Mindfulness: Are You Paying More Attention to Customs Than the Loved Ones?

Mindfulness: Are You Paying More Attention to Customs Than the Loved Ones?

Tolerating each other doesn’t mean that we are bearing any kind of injustice. It simply means considering each other’s weaknesses along with their virtues.

In my life too, I have a person who has great love for me, even when we have big indifferences in opinions. Still we never quit tolerating each other. In the end, our disagreements dissolved and only love remained there. If we begin to end relations due to petty issues, no relations will be left in our life. Tolerance is the synonym of love. Enduring is nearer to love than disaffection.

So, we must understand that life is not as big as we have assumed. While having spats or resentments, we forget that life is not very long. It is like a prepaid sim card, the moment talk time ends, communication too ends. Life should be tender and include forgiveness. Capacity of tolerance will make our life beautiful and full of fragrance.

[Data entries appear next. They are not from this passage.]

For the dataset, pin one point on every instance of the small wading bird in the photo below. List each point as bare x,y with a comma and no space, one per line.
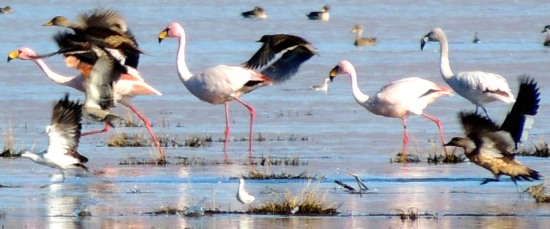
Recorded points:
547,39
359,39
478,87
63,135
493,147
222,83
320,15
242,194
398,99
257,12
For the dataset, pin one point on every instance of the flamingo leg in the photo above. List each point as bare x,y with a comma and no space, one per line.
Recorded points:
227,130
440,126
252,114
105,129
405,138
148,126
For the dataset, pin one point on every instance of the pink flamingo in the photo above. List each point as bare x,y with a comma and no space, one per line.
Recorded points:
127,87
222,83
398,99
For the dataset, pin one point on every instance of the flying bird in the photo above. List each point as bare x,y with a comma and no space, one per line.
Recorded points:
63,135
493,147
477,86
398,99
222,83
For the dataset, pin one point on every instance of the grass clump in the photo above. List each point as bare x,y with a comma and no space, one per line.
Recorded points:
307,202
538,193
450,158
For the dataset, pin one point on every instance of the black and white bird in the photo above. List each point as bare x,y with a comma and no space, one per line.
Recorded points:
322,15
64,135
242,194
493,147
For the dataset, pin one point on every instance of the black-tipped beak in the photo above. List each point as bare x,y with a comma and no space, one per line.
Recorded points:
334,72
163,35
423,42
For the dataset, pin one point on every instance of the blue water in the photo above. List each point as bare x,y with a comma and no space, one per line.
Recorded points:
342,136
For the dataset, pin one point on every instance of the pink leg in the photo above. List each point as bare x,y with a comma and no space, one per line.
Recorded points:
227,130
148,126
105,129
405,138
440,126
252,114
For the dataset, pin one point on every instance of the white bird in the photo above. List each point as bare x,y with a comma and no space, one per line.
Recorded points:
64,135
221,84
321,87
242,194
478,87
398,99
323,14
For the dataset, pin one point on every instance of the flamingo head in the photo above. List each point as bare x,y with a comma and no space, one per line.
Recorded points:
434,35
174,29
344,67
23,53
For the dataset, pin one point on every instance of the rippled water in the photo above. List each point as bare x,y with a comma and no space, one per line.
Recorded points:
333,134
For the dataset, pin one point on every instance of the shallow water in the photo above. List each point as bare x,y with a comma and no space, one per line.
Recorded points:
340,136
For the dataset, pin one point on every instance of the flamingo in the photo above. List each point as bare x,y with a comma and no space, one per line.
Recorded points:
360,40
398,99
64,135
323,14
128,86
257,12
222,83
547,39
478,87
242,194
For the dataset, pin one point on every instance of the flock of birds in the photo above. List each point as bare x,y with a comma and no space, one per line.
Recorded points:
103,49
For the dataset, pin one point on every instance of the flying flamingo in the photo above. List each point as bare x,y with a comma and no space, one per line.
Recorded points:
64,135
128,86
478,87
398,99
221,84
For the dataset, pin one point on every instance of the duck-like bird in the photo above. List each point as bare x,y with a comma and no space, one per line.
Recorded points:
493,147
477,86
64,135
221,84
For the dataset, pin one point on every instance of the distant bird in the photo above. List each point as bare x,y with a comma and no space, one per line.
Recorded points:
242,194
128,86
321,87
257,12
221,84
6,10
320,15
476,39
104,28
547,31
398,99
359,39
64,135
478,87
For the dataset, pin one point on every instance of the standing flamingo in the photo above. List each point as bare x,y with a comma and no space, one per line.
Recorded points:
221,84
399,99
478,87
128,86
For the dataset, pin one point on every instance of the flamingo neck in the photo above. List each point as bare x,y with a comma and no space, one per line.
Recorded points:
183,71
444,65
57,78
359,96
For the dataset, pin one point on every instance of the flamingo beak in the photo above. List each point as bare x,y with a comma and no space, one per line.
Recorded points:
334,72
14,54
423,42
163,35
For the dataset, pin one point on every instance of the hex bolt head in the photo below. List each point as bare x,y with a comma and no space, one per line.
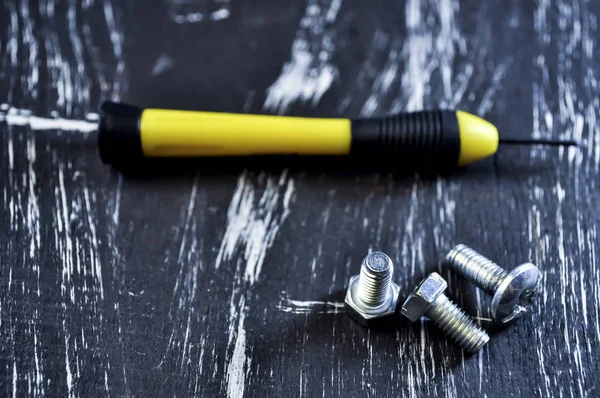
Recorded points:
372,294
428,300
512,292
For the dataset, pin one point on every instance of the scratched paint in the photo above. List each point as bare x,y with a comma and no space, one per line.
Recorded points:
240,292
189,12
309,73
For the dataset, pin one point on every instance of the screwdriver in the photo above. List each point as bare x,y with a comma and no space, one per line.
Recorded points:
439,139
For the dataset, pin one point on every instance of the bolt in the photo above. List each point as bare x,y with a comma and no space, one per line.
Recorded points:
372,295
512,292
429,299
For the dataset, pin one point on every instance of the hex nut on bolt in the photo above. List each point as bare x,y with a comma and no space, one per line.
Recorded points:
512,292
428,299
372,295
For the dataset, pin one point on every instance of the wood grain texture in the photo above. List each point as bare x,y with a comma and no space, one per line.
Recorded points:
231,284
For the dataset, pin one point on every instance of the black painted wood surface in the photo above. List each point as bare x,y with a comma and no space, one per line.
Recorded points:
203,283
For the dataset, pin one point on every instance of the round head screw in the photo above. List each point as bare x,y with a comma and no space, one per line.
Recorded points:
428,299
372,294
512,292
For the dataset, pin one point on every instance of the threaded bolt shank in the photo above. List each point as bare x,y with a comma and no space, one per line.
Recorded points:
375,278
480,270
457,324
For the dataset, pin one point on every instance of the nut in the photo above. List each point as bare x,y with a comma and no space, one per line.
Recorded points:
366,315
419,301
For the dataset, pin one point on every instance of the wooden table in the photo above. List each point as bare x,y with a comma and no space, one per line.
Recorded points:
232,283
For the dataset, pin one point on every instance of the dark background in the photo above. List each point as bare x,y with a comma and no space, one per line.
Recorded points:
227,284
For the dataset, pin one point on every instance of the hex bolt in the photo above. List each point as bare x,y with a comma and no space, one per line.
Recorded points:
428,299
512,292
372,294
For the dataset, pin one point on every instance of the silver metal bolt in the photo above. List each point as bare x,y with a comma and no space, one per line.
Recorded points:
372,294
428,299
512,292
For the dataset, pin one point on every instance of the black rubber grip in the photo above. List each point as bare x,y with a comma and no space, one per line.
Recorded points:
119,139
426,139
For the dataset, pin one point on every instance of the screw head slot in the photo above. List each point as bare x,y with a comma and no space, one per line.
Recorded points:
514,295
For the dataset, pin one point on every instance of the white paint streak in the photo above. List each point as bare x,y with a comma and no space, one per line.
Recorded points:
15,379
236,370
309,73
305,307
190,11
253,222
23,117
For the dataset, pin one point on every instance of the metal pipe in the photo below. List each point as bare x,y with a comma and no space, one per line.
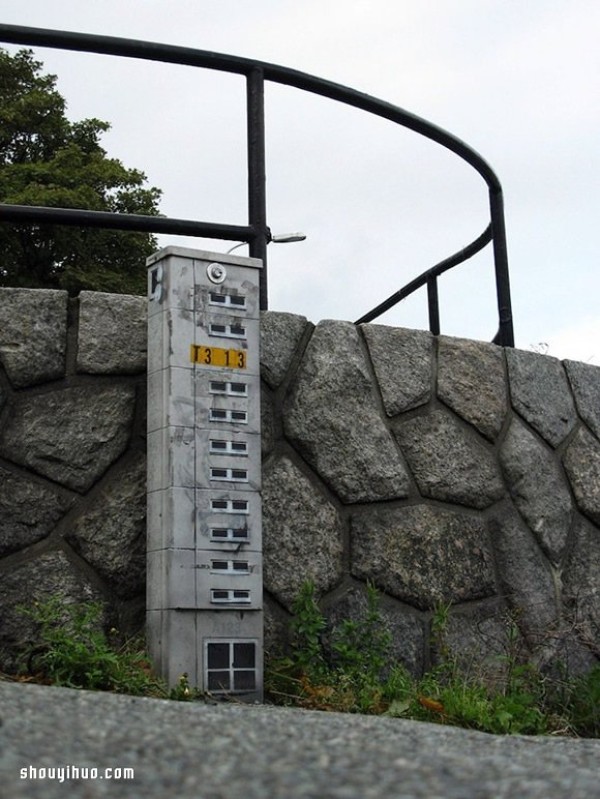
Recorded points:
433,305
77,217
257,178
505,333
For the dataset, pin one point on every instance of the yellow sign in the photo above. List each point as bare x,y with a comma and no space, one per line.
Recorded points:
217,356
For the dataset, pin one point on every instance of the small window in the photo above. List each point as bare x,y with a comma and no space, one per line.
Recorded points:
224,596
224,415
221,447
229,506
218,446
227,331
235,535
227,300
230,566
229,475
230,666
223,387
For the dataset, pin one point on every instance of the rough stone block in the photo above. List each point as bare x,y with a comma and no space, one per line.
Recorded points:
71,435
471,381
332,418
581,585
540,393
402,360
302,534
49,575
33,335
406,629
527,579
280,336
112,333
111,534
28,511
448,462
422,555
538,488
582,462
481,642
585,382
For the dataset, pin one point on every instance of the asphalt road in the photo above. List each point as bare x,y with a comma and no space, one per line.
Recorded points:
231,751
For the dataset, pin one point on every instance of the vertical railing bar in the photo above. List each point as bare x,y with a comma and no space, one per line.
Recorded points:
506,333
433,306
257,179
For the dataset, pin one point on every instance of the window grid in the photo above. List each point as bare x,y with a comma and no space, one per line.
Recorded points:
230,666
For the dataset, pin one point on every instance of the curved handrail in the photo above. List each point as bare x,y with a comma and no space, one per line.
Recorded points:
257,233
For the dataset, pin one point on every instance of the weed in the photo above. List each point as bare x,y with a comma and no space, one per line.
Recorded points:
75,652
359,676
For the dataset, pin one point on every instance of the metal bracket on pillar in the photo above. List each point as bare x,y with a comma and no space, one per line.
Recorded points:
204,596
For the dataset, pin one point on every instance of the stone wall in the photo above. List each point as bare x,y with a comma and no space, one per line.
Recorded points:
442,470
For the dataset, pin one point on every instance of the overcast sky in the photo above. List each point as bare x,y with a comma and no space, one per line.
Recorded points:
518,80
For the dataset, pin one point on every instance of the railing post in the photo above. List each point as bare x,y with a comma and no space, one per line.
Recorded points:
257,201
506,333
433,305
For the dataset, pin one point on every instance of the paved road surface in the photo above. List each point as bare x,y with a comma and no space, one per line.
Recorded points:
226,751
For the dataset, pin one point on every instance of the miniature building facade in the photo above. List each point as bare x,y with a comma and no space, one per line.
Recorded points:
204,576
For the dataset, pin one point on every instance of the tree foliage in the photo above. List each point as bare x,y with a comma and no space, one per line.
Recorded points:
47,160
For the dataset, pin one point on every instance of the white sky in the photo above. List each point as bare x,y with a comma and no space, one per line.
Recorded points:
516,79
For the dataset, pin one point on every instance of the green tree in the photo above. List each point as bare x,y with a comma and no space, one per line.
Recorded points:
47,160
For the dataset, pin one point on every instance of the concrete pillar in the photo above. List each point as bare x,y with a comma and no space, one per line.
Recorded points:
204,596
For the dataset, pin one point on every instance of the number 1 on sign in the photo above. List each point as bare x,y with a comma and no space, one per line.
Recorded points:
217,356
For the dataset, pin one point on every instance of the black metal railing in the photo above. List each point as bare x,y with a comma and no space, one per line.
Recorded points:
257,233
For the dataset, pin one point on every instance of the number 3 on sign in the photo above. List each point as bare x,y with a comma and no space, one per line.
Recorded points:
217,356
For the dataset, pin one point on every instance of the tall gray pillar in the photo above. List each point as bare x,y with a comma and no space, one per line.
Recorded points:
204,577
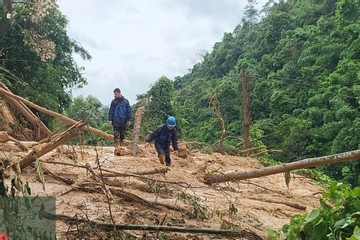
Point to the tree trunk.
(4, 137)
(41, 131)
(246, 107)
(136, 132)
(251, 149)
(286, 167)
(54, 143)
(67, 120)
(109, 226)
(216, 104)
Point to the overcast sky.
(135, 42)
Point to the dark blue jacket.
(162, 135)
(120, 112)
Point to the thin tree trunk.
(136, 132)
(246, 107)
(67, 120)
(214, 101)
(286, 167)
(264, 152)
(40, 128)
(4, 137)
(252, 149)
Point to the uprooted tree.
(283, 168)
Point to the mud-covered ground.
(249, 205)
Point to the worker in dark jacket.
(163, 135)
(119, 116)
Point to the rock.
(183, 151)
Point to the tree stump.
(183, 151)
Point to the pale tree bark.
(4, 137)
(47, 147)
(286, 167)
(41, 131)
(246, 107)
(214, 101)
(136, 132)
(67, 120)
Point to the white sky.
(135, 42)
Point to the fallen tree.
(109, 226)
(54, 143)
(4, 137)
(67, 120)
(286, 167)
(41, 130)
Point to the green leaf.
(272, 234)
(312, 215)
(11, 154)
(357, 233)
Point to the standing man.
(119, 116)
(162, 136)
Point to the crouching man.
(162, 136)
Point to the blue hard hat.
(171, 121)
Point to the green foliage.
(90, 109)
(336, 218)
(158, 105)
(304, 59)
(37, 58)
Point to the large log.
(40, 128)
(54, 143)
(109, 226)
(136, 132)
(67, 120)
(286, 167)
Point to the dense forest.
(303, 58)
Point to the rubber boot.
(117, 147)
(162, 158)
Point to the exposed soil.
(251, 204)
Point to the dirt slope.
(251, 205)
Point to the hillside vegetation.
(303, 60)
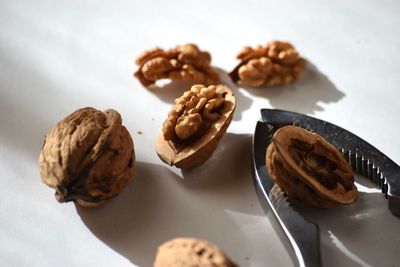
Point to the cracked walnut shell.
(195, 125)
(184, 252)
(277, 63)
(184, 62)
(308, 168)
(88, 157)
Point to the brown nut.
(88, 157)
(184, 252)
(277, 63)
(308, 168)
(184, 62)
(195, 125)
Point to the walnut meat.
(277, 63)
(185, 252)
(88, 157)
(308, 168)
(195, 125)
(184, 62)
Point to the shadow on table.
(304, 96)
(159, 205)
(361, 234)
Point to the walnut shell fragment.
(88, 157)
(276, 63)
(308, 168)
(184, 62)
(195, 125)
(184, 252)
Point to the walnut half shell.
(88, 157)
(195, 125)
(308, 168)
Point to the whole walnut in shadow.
(88, 157)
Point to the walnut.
(195, 125)
(277, 63)
(88, 157)
(184, 252)
(308, 168)
(184, 62)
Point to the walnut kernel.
(184, 62)
(308, 168)
(277, 63)
(195, 124)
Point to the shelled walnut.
(195, 125)
(88, 157)
(277, 63)
(184, 62)
(185, 252)
(308, 168)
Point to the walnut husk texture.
(307, 168)
(276, 63)
(185, 252)
(184, 62)
(88, 157)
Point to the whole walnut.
(88, 157)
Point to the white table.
(57, 56)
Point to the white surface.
(57, 56)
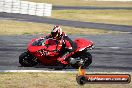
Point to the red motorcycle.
(43, 51)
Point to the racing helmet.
(56, 32)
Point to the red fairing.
(45, 49)
(82, 43)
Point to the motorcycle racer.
(62, 40)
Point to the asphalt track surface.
(28, 18)
(112, 52)
(89, 8)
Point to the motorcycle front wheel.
(27, 60)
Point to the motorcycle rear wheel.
(27, 60)
(85, 56)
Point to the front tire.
(27, 60)
(87, 58)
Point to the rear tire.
(27, 60)
(85, 56)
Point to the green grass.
(121, 17)
(11, 27)
(48, 80)
(85, 3)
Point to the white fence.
(25, 7)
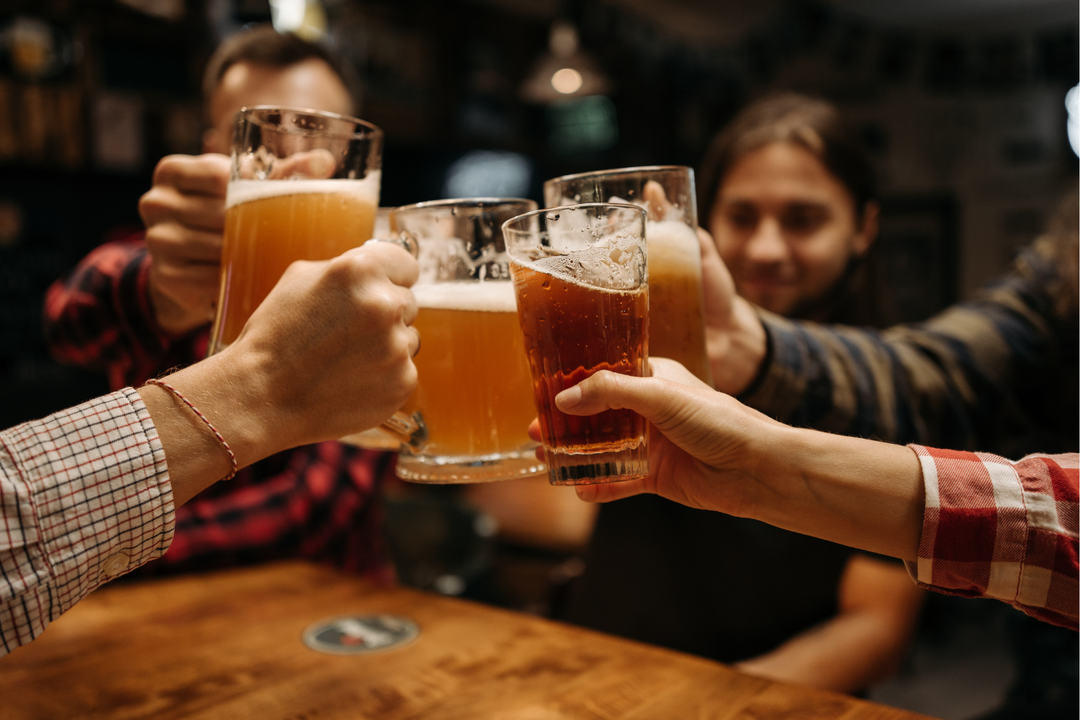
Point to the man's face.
(786, 228)
(310, 84)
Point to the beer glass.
(304, 186)
(473, 394)
(676, 302)
(581, 281)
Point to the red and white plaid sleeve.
(1001, 529)
(84, 497)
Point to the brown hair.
(264, 45)
(859, 297)
(809, 122)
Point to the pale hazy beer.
(676, 303)
(581, 281)
(304, 185)
(269, 225)
(474, 394)
(474, 391)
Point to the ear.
(867, 229)
(212, 141)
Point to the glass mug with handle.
(581, 284)
(304, 185)
(473, 396)
(676, 299)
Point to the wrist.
(231, 392)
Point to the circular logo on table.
(358, 635)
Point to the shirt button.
(117, 564)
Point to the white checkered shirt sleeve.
(84, 497)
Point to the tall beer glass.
(304, 186)
(676, 304)
(474, 394)
(581, 280)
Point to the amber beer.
(474, 390)
(572, 331)
(269, 225)
(581, 282)
(676, 303)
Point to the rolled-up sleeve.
(84, 497)
(1001, 529)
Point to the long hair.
(818, 126)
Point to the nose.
(767, 244)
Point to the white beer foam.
(494, 296)
(593, 268)
(245, 191)
(672, 242)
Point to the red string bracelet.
(174, 391)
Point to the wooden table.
(228, 646)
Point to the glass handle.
(407, 429)
(404, 241)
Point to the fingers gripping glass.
(581, 283)
(676, 298)
(304, 185)
(473, 393)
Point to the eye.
(804, 219)
(741, 217)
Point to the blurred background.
(963, 104)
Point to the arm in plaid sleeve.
(1000, 529)
(990, 372)
(84, 497)
(99, 317)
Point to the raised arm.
(987, 372)
(327, 354)
(968, 524)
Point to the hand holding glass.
(304, 186)
(581, 281)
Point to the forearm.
(846, 654)
(737, 350)
(851, 491)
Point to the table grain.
(227, 644)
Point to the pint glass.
(473, 394)
(581, 282)
(676, 304)
(304, 186)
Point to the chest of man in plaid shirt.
(116, 314)
(319, 502)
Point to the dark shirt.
(702, 582)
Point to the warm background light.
(566, 81)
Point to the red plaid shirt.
(318, 501)
(1000, 529)
(84, 497)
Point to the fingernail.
(568, 398)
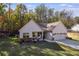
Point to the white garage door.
(59, 37)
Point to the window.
(39, 33)
(33, 34)
(25, 35)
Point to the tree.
(2, 15)
(20, 10)
(77, 19)
(41, 12)
(50, 14)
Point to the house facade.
(56, 31)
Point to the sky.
(57, 6)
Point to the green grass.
(74, 36)
(10, 47)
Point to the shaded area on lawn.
(10, 46)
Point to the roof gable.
(31, 25)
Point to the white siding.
(29, 28)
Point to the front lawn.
(10, 46)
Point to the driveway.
(67, 42)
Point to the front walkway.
(67, 42)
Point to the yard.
(74, 35)
(10, 46)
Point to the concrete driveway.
(70, 43)
(67, 42)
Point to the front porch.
(34, 36)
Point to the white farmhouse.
(75, 28)
(56, 30)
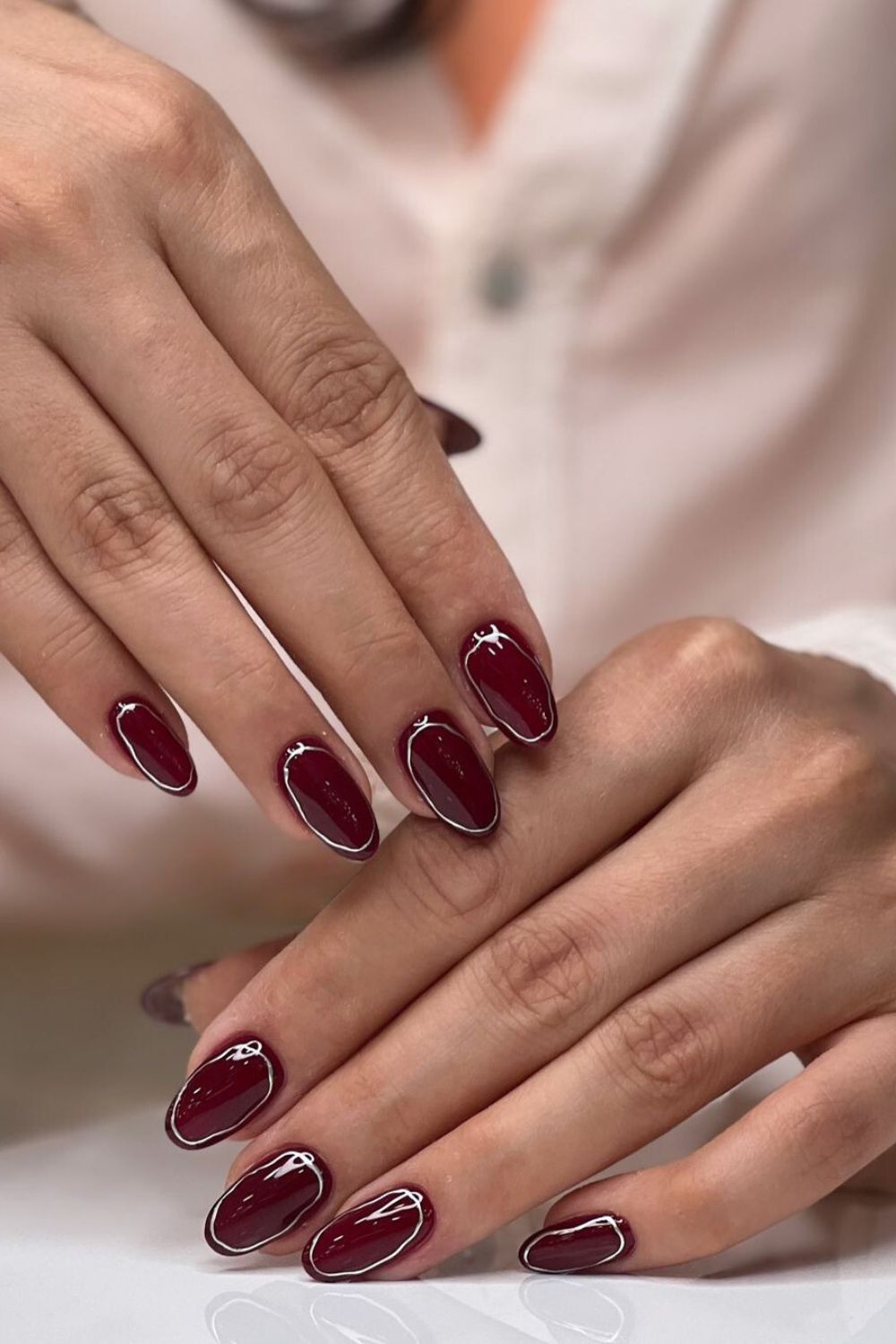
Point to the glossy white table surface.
(99, 1244)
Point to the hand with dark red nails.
(212, 453)
(697, 879)
(271, 1201)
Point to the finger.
(654, 1061)
(429, 902)
(790, 1150)
(271, 303)
(81, 669)
(115, 535)
(195, 995)
(683, 883)
(263, 505)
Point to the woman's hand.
(185, 394)
(699, 878)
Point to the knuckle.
(46, 210)
(252, 473)
(116, 524)
(718, 655)
(538, 972)
(177, 126)
(392, 642)
(449, 887)
(72, 640)
(344, 392)
(659, 1051)
(16, 546)
(833, 1136)
(847, 771)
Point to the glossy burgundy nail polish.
(223, 1093)
(503, 669)
(450, 774)
(271, 1199)
(164, 997)
(371, 1236)
(454, 433)
(327, 798)
(152, 746)
(579, 1246)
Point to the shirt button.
(503, 282)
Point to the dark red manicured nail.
(371, 1236)
(152, 746)
(164, 997)
(503, 669)
(579, 1246)
(327, 798)
(223, 1093)
(271, 1199)
(454, 433)
(450, 773)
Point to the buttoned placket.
(584, 134)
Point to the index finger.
(265, 295)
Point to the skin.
(697, 878)
(185, 392)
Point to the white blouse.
(664, 289)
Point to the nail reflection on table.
(368, 1314)
(575, 1311)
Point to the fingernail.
(268, 1202)
(164, 997)
(152, 746)
(454, 433)
(579, 1246)
(328, 800)
(223, 1093)
(503, 669)
(371, 1236)
(449, 773)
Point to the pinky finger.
(790, 1150)
(81, 669)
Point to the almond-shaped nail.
(587, 1245)
(327, 798)
(505, 674)
(223, 1093)
(153, 747)
(163, 1000)
(449, 773)
(273, 1198)
(371, 1236)
(454, 433)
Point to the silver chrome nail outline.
(253, 1048)
(421, 726)
(599, 1220)
(495, 636)
(124, 707)
(417, 1199)
(300, 749)
(303, 1159)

Let me share an anecdote. A Mindfulness reader from Mumbai, Ayushman Tripathi was not ready to forgive his brother for a bad incident. He used to be uneasy, whenever his brother was mentioned. After so many years, everyone wanted that communication should be restored among these brothers. Meanwhile, I too tried. I asked Ayushman that if your brother is no more for any reason, will this resentment still continue?

He got angry and said, “How can you say things like this, he is my elder brother.”

I replied that he was forgetting this. I asked him to bring this inner love for his brother to the forefront. Don’t confine your love so much that it gets lost.

We usually see that we are not able to see any relative or friend during his illness. But if due to any reason, he is no more, we leave everything and run quickly. I would request that we need to change this a little. We should give more importance to the living ones. We still give more priority to our customs than the living ones. I am asking you to give more attention to the person than the rituals.